Infrastructure and implementation barriers: Deploying AI in clinical workflows requires substantial digital infrastructure, including high-quality image scanners, robust data storage, and computational resources. It also demands clinician training on how to use and interpret AI outputs, as well as standardized workflows for integrating AI predictions into existing diagnostic pathways. These requirements create significant barriers for resource-limited settings, which are often the areas that would benefit most from AI-augmented diagnostics. The cost and complexity of implementation must be weighed against the demonstrated improvements in accuracy and efficiency.

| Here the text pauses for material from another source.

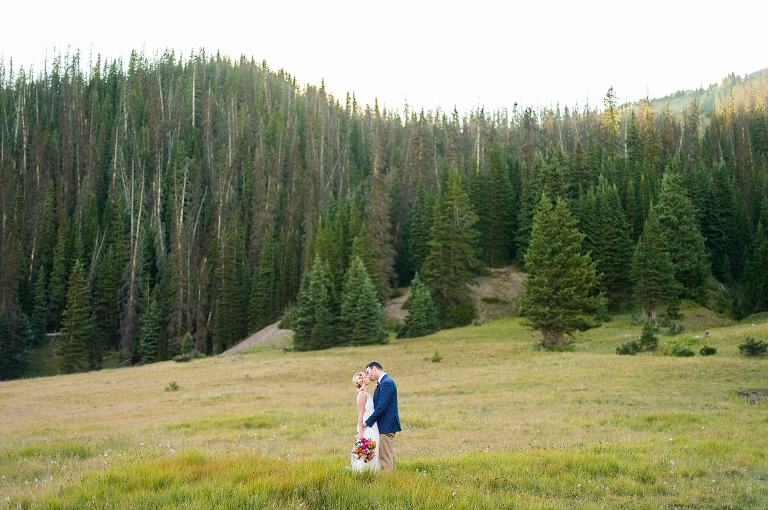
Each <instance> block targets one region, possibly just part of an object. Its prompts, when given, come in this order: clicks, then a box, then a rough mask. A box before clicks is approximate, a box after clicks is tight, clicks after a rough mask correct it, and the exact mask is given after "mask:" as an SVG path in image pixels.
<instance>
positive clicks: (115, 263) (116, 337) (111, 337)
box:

Overall conclusions from the review: Across histopathology, imaging, and multi-omics, AI has demonstrated strong potential to enhance EC diagnostic accuracy, reduce subjectivity, and speed up decision-making. AI tools offer scalable, non-invasive solutions that can complement or approximate the performance of more complex molecular techniques. The evidence supports AI's role in enabling earlier diagnosis, improved risk stratification (as shown by HECTOR), and more personalized treatment strategies. However, rigorous prospective validation, transparent model development, and thoughtful implementation strategies are needed before these tools can become part of routine EC care.